Germany and Austria also enjoyed the advantage of “interior lines of communication,” which enabled them to send their forces to critical points on the battlefronts by the shortest route. According to one estimate, Germany’s railway network made it possible to move eight divisions simultaneously from the Western Front to the Eastern Front in four and a half days.
Even greater in importance was the advantage that Germany derived from its strong military traditions and its cadre of highly efficient and disciplined regular officers. Skilled in directing a war of movement and quick to exploit the advantages of flank attacks, German senior officers were to prove generally more capable than their Allied counterparts at directing the operations of large troop formations.
Sea power was largely reckoned in terms of capital ships, or dreadnought battleships and battle cruisers having extremely large guns. Despite intensive competition from the Germans, the British had maintained their superiority in numbers, with the result that, in capital ships, the Allies had an almost two-to-one advantage over the Central Powers.

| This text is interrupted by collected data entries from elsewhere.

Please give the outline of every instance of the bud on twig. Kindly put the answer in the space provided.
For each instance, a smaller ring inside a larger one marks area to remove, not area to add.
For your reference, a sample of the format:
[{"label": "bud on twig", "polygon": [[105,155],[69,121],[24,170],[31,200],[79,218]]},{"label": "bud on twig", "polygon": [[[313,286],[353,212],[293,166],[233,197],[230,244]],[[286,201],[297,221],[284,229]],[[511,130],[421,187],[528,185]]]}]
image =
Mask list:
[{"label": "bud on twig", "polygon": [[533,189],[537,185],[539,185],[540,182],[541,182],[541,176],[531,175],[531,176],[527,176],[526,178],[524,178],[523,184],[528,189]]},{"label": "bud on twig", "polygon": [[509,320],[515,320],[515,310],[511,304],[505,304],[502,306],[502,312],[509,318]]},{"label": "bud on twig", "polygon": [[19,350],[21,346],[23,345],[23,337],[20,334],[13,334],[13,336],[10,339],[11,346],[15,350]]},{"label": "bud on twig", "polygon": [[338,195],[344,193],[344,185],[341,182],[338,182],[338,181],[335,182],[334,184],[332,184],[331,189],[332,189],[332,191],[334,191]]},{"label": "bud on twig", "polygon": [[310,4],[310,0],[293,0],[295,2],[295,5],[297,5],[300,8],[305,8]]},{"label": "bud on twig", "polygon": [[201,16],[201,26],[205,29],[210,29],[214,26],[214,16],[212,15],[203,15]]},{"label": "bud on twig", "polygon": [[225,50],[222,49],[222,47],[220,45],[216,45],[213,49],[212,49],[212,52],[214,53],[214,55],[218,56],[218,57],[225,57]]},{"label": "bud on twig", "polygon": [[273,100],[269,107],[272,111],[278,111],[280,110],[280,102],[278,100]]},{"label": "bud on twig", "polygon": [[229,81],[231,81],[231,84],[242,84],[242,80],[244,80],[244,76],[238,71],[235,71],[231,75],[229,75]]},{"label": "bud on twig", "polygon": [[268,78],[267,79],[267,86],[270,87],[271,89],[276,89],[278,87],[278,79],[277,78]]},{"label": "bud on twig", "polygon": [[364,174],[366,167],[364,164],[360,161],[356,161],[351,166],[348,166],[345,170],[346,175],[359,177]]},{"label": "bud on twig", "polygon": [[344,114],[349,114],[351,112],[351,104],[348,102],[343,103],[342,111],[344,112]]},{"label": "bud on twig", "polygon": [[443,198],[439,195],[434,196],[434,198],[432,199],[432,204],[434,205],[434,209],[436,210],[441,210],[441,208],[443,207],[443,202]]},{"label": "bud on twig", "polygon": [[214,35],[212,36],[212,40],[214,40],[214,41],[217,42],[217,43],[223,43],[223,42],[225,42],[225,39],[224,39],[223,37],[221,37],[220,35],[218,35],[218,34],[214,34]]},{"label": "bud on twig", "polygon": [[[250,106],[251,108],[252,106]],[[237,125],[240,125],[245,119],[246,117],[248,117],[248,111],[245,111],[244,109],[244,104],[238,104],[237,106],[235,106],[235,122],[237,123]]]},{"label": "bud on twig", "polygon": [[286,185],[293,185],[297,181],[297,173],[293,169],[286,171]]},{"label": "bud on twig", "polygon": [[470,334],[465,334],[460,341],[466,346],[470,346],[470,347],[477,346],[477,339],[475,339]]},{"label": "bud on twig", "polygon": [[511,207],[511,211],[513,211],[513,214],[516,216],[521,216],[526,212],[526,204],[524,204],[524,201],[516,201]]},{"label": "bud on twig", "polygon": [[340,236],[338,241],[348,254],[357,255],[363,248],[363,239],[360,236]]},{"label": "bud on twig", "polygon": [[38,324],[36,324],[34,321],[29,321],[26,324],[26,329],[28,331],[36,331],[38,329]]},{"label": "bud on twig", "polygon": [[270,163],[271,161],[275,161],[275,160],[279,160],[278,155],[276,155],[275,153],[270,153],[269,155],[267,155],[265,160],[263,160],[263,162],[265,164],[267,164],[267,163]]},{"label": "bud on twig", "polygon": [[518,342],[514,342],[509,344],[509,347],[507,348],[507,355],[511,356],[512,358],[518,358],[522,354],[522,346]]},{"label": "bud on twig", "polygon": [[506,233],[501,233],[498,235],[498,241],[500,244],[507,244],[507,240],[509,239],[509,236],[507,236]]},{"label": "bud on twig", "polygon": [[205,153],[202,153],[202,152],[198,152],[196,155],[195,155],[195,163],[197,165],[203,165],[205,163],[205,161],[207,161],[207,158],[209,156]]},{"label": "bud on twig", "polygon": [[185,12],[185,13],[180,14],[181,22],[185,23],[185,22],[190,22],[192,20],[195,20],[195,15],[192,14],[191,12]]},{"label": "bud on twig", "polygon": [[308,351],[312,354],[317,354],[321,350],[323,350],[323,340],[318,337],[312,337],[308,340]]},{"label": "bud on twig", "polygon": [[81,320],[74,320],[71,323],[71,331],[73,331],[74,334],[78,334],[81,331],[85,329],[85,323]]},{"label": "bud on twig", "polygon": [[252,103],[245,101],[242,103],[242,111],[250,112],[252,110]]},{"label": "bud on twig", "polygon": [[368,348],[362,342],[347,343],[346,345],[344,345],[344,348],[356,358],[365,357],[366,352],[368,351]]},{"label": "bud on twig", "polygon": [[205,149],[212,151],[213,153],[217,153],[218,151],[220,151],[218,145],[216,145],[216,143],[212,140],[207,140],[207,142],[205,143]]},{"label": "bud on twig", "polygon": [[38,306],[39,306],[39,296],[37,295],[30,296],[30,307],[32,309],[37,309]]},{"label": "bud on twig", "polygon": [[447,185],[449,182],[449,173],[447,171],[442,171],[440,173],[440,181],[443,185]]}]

The strength of the two principal rivals at sea, Great Britain and Germany, is compared in Table 3.
type | British | German |
---|---|---|
*Including Canadian, Australian, and New Zealand destroyers of all classes. | ||
dreadnought battleships | 20 | 14 |
battle cruisers | 9 | 4 |
pre-dreadnought battleships | 39 | 22 |
armoured cruisers | 34 | 9 |
cruisers | 64 | 41 |
destroyers | 301* | 144 |
submarines | 65 | 28 |
The numerical superiority of the British navy, however, was offset by the technological lead of the German navy in many categories, such as range-finding equipment, magazine protection, searchlights, torpedoes, and mines. Great Britain relied on the Royal Navy not only to ensure necessary imports of food and other supplies in wartime but also to sever the Central Powers’ access to the markets of the world. With superior numbers of warships, Great Britain could impose a blockade that gradually weakened Germany by preventing imports from overseas.